Philadelphian Mayor, who rang a campaign using his raceism, thinks no unity or healing is necessary for the embattled philadelphia citizens

STREET: NOTHING'S BROKEN
SAYS THERE'S NO NEED FOR HEALING
By Jill Porter
porterj@phillynews.com

The Philadelphia Daily News
November 5, 2003

"The campaign was disgusting, terrible," said teacher Linda Anderson, who'd arrived early at the polling place, at the William D. Kelley School, 28th and Oxford streets in North Philadelphia, to vote. "I wanted it to be about issues," she said. But she watched it disintegrate into something else entirely.

Now, the question was obvious: How could we recover from the wrenching descent into gutter politics?

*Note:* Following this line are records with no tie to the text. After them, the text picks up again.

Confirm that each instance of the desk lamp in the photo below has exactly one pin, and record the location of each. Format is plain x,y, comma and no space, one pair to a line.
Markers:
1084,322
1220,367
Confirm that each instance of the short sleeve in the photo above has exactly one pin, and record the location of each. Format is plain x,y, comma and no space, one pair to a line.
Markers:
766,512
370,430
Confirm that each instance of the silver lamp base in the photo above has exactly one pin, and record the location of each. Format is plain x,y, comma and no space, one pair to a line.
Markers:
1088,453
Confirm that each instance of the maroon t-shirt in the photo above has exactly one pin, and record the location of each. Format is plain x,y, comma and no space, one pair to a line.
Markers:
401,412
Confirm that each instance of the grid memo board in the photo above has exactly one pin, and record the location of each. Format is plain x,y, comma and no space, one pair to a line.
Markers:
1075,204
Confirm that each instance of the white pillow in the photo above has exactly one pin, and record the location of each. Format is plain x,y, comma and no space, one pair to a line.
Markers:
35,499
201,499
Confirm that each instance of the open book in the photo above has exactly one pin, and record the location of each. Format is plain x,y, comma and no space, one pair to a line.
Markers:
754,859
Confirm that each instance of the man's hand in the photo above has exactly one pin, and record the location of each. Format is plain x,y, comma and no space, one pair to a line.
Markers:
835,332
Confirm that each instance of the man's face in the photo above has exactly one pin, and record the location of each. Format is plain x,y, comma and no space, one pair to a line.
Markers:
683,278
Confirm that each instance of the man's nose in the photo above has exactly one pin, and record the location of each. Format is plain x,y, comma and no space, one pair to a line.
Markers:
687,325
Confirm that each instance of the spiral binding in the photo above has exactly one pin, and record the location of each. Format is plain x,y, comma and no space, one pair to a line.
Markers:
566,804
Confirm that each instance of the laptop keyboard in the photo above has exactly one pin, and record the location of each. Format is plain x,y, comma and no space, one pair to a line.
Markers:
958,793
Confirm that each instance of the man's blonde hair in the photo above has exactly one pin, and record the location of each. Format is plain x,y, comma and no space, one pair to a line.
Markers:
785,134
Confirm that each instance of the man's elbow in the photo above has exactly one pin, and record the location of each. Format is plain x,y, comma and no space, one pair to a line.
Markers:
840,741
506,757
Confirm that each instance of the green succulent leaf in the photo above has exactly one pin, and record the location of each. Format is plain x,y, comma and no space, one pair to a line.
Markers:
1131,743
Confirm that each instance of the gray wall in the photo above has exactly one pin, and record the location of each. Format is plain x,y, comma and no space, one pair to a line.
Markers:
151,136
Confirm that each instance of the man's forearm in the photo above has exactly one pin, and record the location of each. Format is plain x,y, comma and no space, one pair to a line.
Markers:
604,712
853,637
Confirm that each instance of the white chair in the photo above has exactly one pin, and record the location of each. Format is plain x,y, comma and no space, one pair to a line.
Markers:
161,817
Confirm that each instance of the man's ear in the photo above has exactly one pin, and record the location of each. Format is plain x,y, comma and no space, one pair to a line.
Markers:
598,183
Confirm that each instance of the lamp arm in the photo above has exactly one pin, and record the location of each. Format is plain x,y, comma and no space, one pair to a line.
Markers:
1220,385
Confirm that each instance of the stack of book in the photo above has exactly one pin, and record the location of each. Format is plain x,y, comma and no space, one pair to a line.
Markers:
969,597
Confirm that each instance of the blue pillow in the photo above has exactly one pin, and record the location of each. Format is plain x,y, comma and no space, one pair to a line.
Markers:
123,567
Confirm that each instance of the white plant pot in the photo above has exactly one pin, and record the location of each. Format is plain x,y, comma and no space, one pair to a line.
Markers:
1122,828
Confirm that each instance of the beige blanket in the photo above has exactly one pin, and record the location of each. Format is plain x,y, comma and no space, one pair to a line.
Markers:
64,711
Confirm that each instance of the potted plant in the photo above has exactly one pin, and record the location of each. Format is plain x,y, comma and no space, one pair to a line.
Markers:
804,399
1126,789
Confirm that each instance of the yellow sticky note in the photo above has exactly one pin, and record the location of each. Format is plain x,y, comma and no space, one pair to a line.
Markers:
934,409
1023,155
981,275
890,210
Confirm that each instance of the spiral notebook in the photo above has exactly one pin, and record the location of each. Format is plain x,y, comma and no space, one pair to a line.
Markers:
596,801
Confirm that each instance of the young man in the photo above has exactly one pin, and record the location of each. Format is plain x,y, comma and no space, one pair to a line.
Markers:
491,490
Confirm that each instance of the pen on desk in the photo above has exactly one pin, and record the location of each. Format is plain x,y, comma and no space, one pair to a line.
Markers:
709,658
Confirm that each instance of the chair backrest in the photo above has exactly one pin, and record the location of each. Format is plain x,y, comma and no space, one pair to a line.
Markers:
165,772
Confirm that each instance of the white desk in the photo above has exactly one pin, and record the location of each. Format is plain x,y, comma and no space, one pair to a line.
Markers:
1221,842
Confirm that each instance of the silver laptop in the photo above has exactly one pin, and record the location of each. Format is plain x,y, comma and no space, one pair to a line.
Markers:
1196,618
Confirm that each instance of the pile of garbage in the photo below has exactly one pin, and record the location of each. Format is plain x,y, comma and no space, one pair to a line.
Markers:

And as John Street made his way back to his trolley tour, I asked him how he intended to heal the deep wounds of the vicious campaign. Reach out to Katz? Use the balm of inclusive, conciliatory rhetoric? What did he plan to do to bring us back together? And he said, simply and impossibly: No healing was necessary. Katz fomented racial conflict where there wasn't any, Street declared, insisting that "30 days from now" the toxic dust of racial division will have dissipated and harmony will have been restored. "I had a peaceful administration for four years," he said. "I'm the only mayor who hasn't had a significant racial incident."